Temel Gerekçe “yaşam hakkı kutsaldır”
Avrupa İnsan Hakları Sözleşmesi’nin “Herkesin yaşam hakkı yasayla korunur… Hiç kimsenin yaşamına kasten son verilemez.” Birleşmiş Milletler Medeni ve Siyasi Haklar Sözleşmesinin “Her insan doğuştan yaşama hakkına sahiptir. Bu hak, hukuk tarafından korunur. Hiç kimse yaşama hakkından keyfi olarak yoksun bırakılamaz.” maddeleri kanuna gerekçe olarak gösterildi.
2009’dan bugüne polis şiddeti nedeniyle –Ethem Sarısülük’le birlikte 129 kişinin hayatını kaybettiği, iki kişinin hayati tehlikesinin ise hala sürdüğü, gezi olaylarında 60’ı ağır 7832 yaralının olduğu ve 11 göz kaybı yaşandığı kaydedildi.

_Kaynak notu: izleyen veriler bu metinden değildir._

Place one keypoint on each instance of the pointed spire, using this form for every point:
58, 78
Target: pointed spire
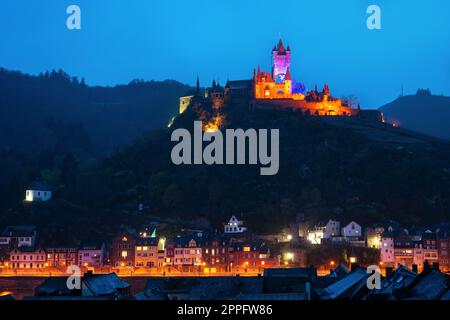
288, 74
281, 46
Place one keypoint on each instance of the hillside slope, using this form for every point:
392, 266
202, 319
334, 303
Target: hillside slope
342, 168
422, 112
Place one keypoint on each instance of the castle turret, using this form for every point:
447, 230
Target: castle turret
281, 59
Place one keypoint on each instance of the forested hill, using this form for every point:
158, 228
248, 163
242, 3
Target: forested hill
423, 112
52, 121
56, 110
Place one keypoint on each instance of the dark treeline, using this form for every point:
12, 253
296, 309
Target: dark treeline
51, 117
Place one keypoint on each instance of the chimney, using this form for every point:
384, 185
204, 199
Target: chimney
389, 272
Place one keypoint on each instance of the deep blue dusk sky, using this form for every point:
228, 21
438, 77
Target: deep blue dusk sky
122, 40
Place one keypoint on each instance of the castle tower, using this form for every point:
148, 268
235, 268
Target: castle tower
281, 62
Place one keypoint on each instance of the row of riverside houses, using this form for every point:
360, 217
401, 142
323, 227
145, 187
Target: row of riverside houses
198, 251
21, 244
412, 247
274, 284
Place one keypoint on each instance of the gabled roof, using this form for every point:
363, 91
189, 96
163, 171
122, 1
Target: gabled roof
213, 288
39, 186
344, 286
54, 286
19, 231
293, 296
401, 278
147, 242
429, 285
92, 245
105, 284
309, 273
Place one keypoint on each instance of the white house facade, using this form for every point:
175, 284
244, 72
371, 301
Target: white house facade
27, 258
18, 236
234, 226
38, 192
352, 230
387, 250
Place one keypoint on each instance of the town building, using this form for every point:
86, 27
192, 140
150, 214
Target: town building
215, 253
27, 258
323, 231
92, 254
430, 247
245, 255
373, 236
404, 249
387, 256
184, 251
62, 256
443, 244
38, 191
18, 236
149, 253
123, 248
235, 226
352, 230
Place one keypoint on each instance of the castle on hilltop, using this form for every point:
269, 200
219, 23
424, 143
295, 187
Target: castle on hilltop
275, 90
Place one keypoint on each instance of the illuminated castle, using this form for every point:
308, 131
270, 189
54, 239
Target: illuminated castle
277, 85
274, 90
277, 89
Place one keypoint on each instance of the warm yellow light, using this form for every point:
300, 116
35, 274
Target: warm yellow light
289, 256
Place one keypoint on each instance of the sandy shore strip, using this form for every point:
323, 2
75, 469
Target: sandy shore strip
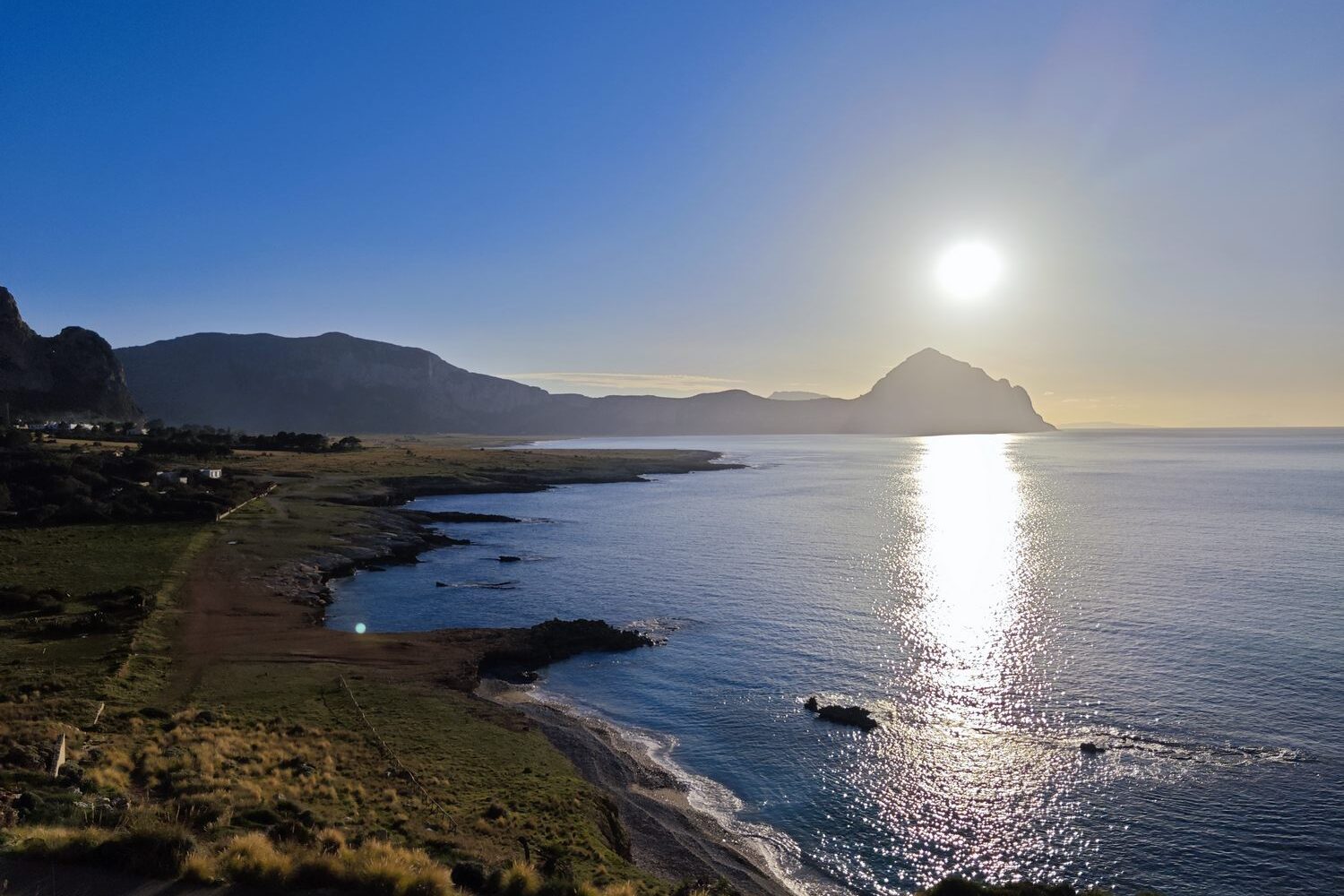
669, 836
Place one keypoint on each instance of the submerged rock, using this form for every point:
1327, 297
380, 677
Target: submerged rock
854, 716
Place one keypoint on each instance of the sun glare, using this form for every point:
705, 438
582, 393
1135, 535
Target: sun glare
969, 269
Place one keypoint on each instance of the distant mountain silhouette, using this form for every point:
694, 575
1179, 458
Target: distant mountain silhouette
336, 383
787, 395
65, 376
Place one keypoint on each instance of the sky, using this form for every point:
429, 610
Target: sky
685, 196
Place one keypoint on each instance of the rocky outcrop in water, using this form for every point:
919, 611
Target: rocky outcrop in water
72, 375
855, 716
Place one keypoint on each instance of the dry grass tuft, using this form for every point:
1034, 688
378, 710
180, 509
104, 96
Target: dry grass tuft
519, 879
252, 858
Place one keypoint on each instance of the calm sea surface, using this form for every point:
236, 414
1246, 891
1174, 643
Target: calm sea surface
1176, 597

2000-2011 yılları arasında Avrupa İnsan Hakları Sözleşmesi’nin yaşam hakkı başlıklı 2. maddesinin ve işkence yasağına ilişkin 3. maddesinin esas yönünden 64 kez ihlal edildiği yönündeki AİHM kararları nedeniyle hükümet 4.573.976 avro tazminat ödedi. En temel görevi vatandaşlarının can güvenliğini sağlamak olan devletin yükümlülüklerini kabul etmesi ve yasal düzenleme yapması gerektiği belirtildi.